Lassen Fellowships in Latin American Studies, 2013-2014

Daniela Barba Sánchez (Politics)

Daniela Barba Sánchez

Daniela is a doctoral student in Politics and Social Policy at Princeton University. She earned a B.A. in International Relations from El Colegio de México and a M.A. in Comparative Politics from NYU. Prior to beginning her graduate studies, she worked in the public and nonprofit sectors in Mexico, in the areas of civic education and government accountability. She is interested in government accountability, political inequality, and civil-military relations.

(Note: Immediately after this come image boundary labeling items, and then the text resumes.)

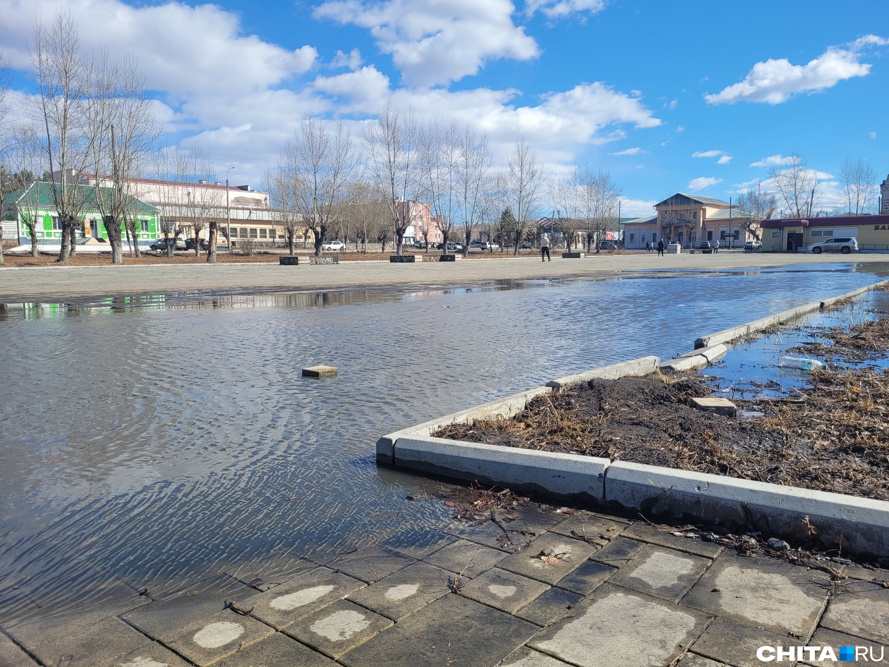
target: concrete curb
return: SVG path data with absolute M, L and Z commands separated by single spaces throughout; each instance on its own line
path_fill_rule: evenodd
M 395 444 L 396 465 L 445 477 L 506 485 L 550 495 L 604 498 L 608 459 L 496 445 L 406 436 Z
M 795 520 L 808 517 L 822 543 L 842 535 L 855 553 L 889 555 L 884 501 L 623 461 L 606 468 L 605 498 L 653 516 L 733 521 L 742 526 L 738 530 L 787 537 Z
M 638 359 L 630 359 L 620 364 L 602 366 L 602 368 L 594 368 L 586 373 L 579 373 L 575 375 L 567 375 L 557 380 L 551 380 L 547 382 L 547 386 L 552 387 L 554 390 L 561 390 L 581 384 L 581 382 L 588 382 L 594 378 L 617 380 L 628 375 L 647 375 L 650 373 L 654 373 L 660 363 L 661 358 L 658 357 L 641 357 Z

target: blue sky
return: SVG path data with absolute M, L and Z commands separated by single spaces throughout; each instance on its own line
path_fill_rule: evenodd
M 0 0 L 25 92 L 31 26 L 57 6 Z M 193 137 L 254 185 L 303 113 L 360 133 L 388 98 L 489 132 L 501 161 L 524 136 L 551 173 L 601 165 L 640 215 L 676 191 L 733 197 L 793 152 L 826 206 L 845 157 L 889 173 L 885 1 L 64 6 L 84 48 L 135 52 L 172 141 Z

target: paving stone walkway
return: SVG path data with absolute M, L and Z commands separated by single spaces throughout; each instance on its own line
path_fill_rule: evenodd
M 280 583 L 227 575 L 154 599 L 111 582 L 102 611 L 0 622 L 0 665 L 747 667 L 762 646 L 839 658 L 841 646 L 879 656 L 889 643 L 889 573 L 831 582 L 663 526 L 553 510 L 524 506 L 498 521 L 507 533 L 455 524 L 421 543 L 309 557 Z M 819 657 L 782 662 L 830 663 Z

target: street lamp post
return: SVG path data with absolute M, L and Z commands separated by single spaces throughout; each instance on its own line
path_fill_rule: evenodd
M 234 168 L 235 167 L 228 167 L 228 171 L 225 173 L 225 233 L 226 238 L 228 239 L 228 254 L 231 254 L 231 209 L 228 207 L 228 172 Z

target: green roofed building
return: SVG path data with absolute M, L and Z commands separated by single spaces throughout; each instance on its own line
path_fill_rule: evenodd
M 4 231 L 9 227 L 14 226 L 15 237 L 18 237 L 19 243 L 23 245 L 30 245 L 31 237 L 26 221 L 33 215 L 37 221 L 35 234 L 37 243 L 41 245 L 60 245 L 61 227 L 59 224 L 59 215 L 52 197 L 52 189 L 59 187 L 58 183 L 34 182 L 27 188 L 21 188 L 7 195 L 3 201 L 2 218 Z M 77 242 L 87 243 L 94 239 L 94 243 L 108 243 L 108 230 L 105 229 L 105 221 L 96 203 L 95 188 L 86 185 L 68 187 L 77 188 L 80 190 L 77 194 L 83 202 L 80 228 L 76 232 Z M 101 189 L 103 196 L 109 198 L 113 196 L 110 188 Z M 132 197 L 128 209 L 136 220 L 137 243 L 140 245 L 150 245 L 156 241 L 160 233 L 160 210 L 135 197 Z M 124 229 L 123 221 L 121 236 L 125 247 L 126 230 Z

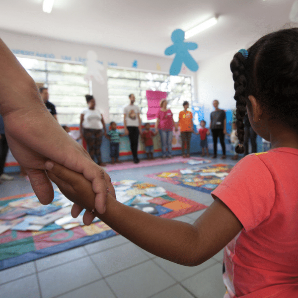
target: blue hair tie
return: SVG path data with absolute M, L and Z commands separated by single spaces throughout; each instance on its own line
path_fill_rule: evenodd
M 248 52 L 247 52 L 247 50 L 245 50 L 245 49 L 241 49 L 238 51 L 245 58 L 245 60 L 247 59 L 248 57 Z

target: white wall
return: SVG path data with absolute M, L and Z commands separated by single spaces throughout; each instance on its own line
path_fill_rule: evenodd
M 102 63 L 104 70 L 102 71 L 104 83 L 100 84 L 92 81 L 93 93 L 98 106 L 103 112 L 106 122 L 109 122 L 109 103 L 107 85 L 106 69 L 109 65 L 120 67 L 132 68 L 134 61 L 138 62 L 138 69 L 168 73 L 173 57 L 170 58 L 161 56 L 146 55 L 141 53 L 104 48 L 92 45 L 81 44 L 46 38 L 39 37 L 11 32 L 0 30 L 0 38 L 15 54 L 33 56 L 45 57 L 63 60 L 83 62 L 86 59 L 87 52 L 94 51 L 98 60 Z M 128 41 L 129 42 L 129 41 Z M 145 50 L 146 51 L 146 50 Z M 197 94 L 196 73 L 188 69 L 182 71 L 182 74 L 194 76 L 195 94 Z M 128 94 L 127 94 L 128 96 Z M 50 94 L 50 101 L 51 100 Z M 128 96 L 128 104 L 129 103 Z
M 197 75 L 198 100 L 204 106 L 205 117 L 207 122 L 210 113 L 214 109 L 212 102 L 214 99 L 219 100 L 220 108 L 224 110 L 235 108 L 234 81 L 229 65 L 239 49 L 200 64 Z

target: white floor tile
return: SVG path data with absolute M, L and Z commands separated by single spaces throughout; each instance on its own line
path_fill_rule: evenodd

Andres Lajous Loaeza (Sociology)

Andres Lajous Loaeza

Andrés Lajous earned his master’s in city planning at the Massachusetts Institute of Technology and B.A. in political science and international relations at CIDE, Mexico City. Before coming to Princeton, Andrés worked as a journalist and editor in Mexico City. Previously, he participated actively in Mexican politics through a short-lived political party. His main areas of interest are political sociology and urban studies. He is particularly interested in state-formation, institutions and institutional capacity, violence, and Latin America.

Jessica Mack (History)

Jessica Mack

Jessica Mack earned the B.A. in history from Wesleyan University and has studied at the Universidad de Chile and the Instituto Nacional de Antropología e Historia in Mexico. Her research interests include public historical memory and its intersections with civil society movements and democratic citizenship. Prior to beginning graduate studies, Mack worked at the Social Science Research Council on a program that supports research related to drug policy, citizen security, and democratic governance throughout Latin America. She has previously worked as a consultant in capacity building for civil society organizations in Mexico City.

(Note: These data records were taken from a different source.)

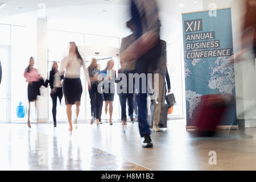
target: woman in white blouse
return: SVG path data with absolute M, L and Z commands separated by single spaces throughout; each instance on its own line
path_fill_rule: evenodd
M 67 115 L 69 123 L 69 131 L 72 133 L 72 105 L 76 106 L 76 114 L 75 123 L 76 124 L 79 115 L 81 96 L 82 92 L 82 84 L 80 79 L 80 69 L 82 67 L 85 78 L 90 89 L 90 81 L 88 72 L 85 68 L 84 60 L 81 56 L 75 42 L 70 42 L 69 53 L 60 63 L 60 75 L 64 75 L 63 81 L 63 93 L 67 107 Z

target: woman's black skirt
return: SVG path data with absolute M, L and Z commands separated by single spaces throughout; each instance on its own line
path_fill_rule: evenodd
M 114 93 L 111 93 L 110 84 L 109 84 L 108 86 L 108 88 L 106 88 L 106 89 L 109 90 L 108 93 L 105 93 L 104 91 L 103 91 L 103 100 L 104 101 L 114 101 L 115 94 Z M 112 86 L 114 88 L 114 85 L 112 85 Z M 102 86 L 102 90 L 104 90 L 104 85 Z
M 27 96 L 28 101 L 32 102 L 36 100 L 36 97 L 40 96 L 40 88 L 44 85 L 44 82 L 43 80 L 38 81 L 33 81 L 31 84 L 27 86 Z
M 82 87 L 80 78 L 64 78 L 63 81 L 63 93 L 67 104 L 75 104 L 81 101 Z

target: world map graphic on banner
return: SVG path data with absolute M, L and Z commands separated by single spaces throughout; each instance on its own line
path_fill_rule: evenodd
M 202 96 L 225 94 L 228 102 L 236 96 L 231 9 L 183 14 L 187 126 L 193 126 L 195 111 Z M 234 99 L 235 100 L 235 99 Z M 232 101 L 233 102 L 233 101 Z M 227 103 L 228 103 L 227 102 Z M 236 103 L 220 123 L 237 125 Z
M 195 74 L 198 75 L 207 75 L 207 73 L 210 73 L 208 77 L 207 87 L 210 92 L 213 92 L 217 89 L 220 93 L 234 94 L 235 89 L 235 78 L 234 69 L 230 65 L 229 57 L 218 57 L 214 61 L 214 64 L 209 65 L 209 70 L 200 69 L 204 67 L 201 64 L 205 64 L 207 61 L 204 61 L 201 59 L 192 60 L 191 66 L 195 67 L 198 65 L 199 71 Z M 194 76 L 193 72 L 188 68 L 188 63 L 185 64 L 185 77 L 188 78 L 190 76 Z M 196 80 L 196 81 L 200 81 Z M 196 92 L 186 90 L 186 101 L 188 102 L 189 117 L 193 118 L 193 113 L 200 102 L 200 97 L 203 94 L 196 93 Z

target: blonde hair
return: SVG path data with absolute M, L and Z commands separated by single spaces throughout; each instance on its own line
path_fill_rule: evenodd
M 94 68 L 97 67 L 97 63 L 96 63 L 96 65 L 93 67 L 93 61 L 94 60 L 96 60 L 96 61 L 97 61 L 97 59 L 96 59 L 95 58 L 93 57 L 93 59 L 92 59 L 92 61 L 90 61 L 90 64 L 89 65 L 88 68 Z
M 107 69 L 108 69 L 108 68 L 109 67 L 109 65 L 110 65 L 110 63 L 111 63 L 112 62 L 114 62 L 114 60 L 113 60 L 113 59 L 111 59 L 111 60 L 110 60 L 109 61 L 108 61 L 108 63 L 107 63 L 107 65 L 106 65 L 106 68 L 105 68 L 105 70 L 107 70 Z

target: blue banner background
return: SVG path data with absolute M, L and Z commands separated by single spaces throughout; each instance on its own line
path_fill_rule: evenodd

William Heath Pearson (Anthropology)

Pearson earned the B.A. in communication studies from Huntington College and an M.Div. from Princeton Seminary. During his Ph.D., he plans to undertake comparative, ethnographic research in two sites: the U.S. and Brazil. His primary interests were formed through extensive research in race and incarceration, and a variety of personal experiences. The ways in which persons, families, and neighborhoods are reconstituted by the State’s policing and imprisoning of non-white citizens; and how emotions work to shape the surfaces of individual and collective bodies, will be key focal points in his ethnographic research which will be undertaken with professional US-Brazilian photographer, Jeremiah Wilson.